Potential signals that tiotropium, a long-acting anticholinergic bronchodilator that is widely used to treat patients with chronic obstructive pulmonary disease (COPD), might increase the risk of major cardiovascular events were first reported to the FDA in 2007 by the manufacturer, initiating a regulatory investigation. Then, in September 2008, an independent meta-analysis of 17 studies of tiotropium (corresponding to 4,600 patient-years of exposure to this drug) and the short-acting anticholinergic bronchodilator ipratropium was published4. The conclusion was that: “Inhaled anticholinergics are associated with a significantly increased risk of cardiovascular death, MI [myocardial infarction], or stroke among patients with COPD”4.

By contrast, however, a 4-year randomized placebo-controlled trial of tiotropium known as UPLIFT involving 6,000 patients (corresponding to 9,200 patient-years of exposure to the drug) published shortly afterwards did not show an increased risk of MI, death from cardiovascular causes, or death from any cause5. At an FDA advisory committee meeting convened in 2009 to discuss the disparities between the conclusions of the two studies, it was almost unanimously voted that the UPLIFT study addressed the potential cardiovascular risk concerns for tiotropium3. In addition to the strength of the design of the UPLIFT study, a number of important limitations of the meta-analysis, including potentially biased study selection and the combination of long-acting and short-acting anticholinergic agents in the main analysis, were highlighted3.

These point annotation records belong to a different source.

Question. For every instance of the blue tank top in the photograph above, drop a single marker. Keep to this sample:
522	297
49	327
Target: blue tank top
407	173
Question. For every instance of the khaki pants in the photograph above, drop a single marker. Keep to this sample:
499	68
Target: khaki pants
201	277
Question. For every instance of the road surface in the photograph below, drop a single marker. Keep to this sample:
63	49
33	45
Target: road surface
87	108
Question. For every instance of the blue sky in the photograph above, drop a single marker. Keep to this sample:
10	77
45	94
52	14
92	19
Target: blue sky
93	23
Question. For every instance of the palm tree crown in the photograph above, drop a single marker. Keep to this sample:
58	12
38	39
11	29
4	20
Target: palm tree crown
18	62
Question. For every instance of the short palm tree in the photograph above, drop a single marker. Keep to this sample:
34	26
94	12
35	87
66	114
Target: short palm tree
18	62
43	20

It is interesting to consider whether, in the absence of convincing clinical trial results contradicting the findings of the meta-analysis soon after its publication, patients would have halted a valuable treatment for a serious disease owing to the severity of the safety concerns raised by the meta-analysis and the apparent strength of its conclusions to non-experts. Indeed, as the FDA authors note, the publication of such meta-analyses commonly results in urgent calls for regulatory action, without acknowledgement of potential pitfalls in the interpretation of data from such studies3. Heeding their conclusion3 — “We must use measured restraint during our evaluations to ensure that safe drugs remain on the market and that their use is not restricted in a way that unnecessarily denies beneficial interventions to patients who need them” — should be a high priority.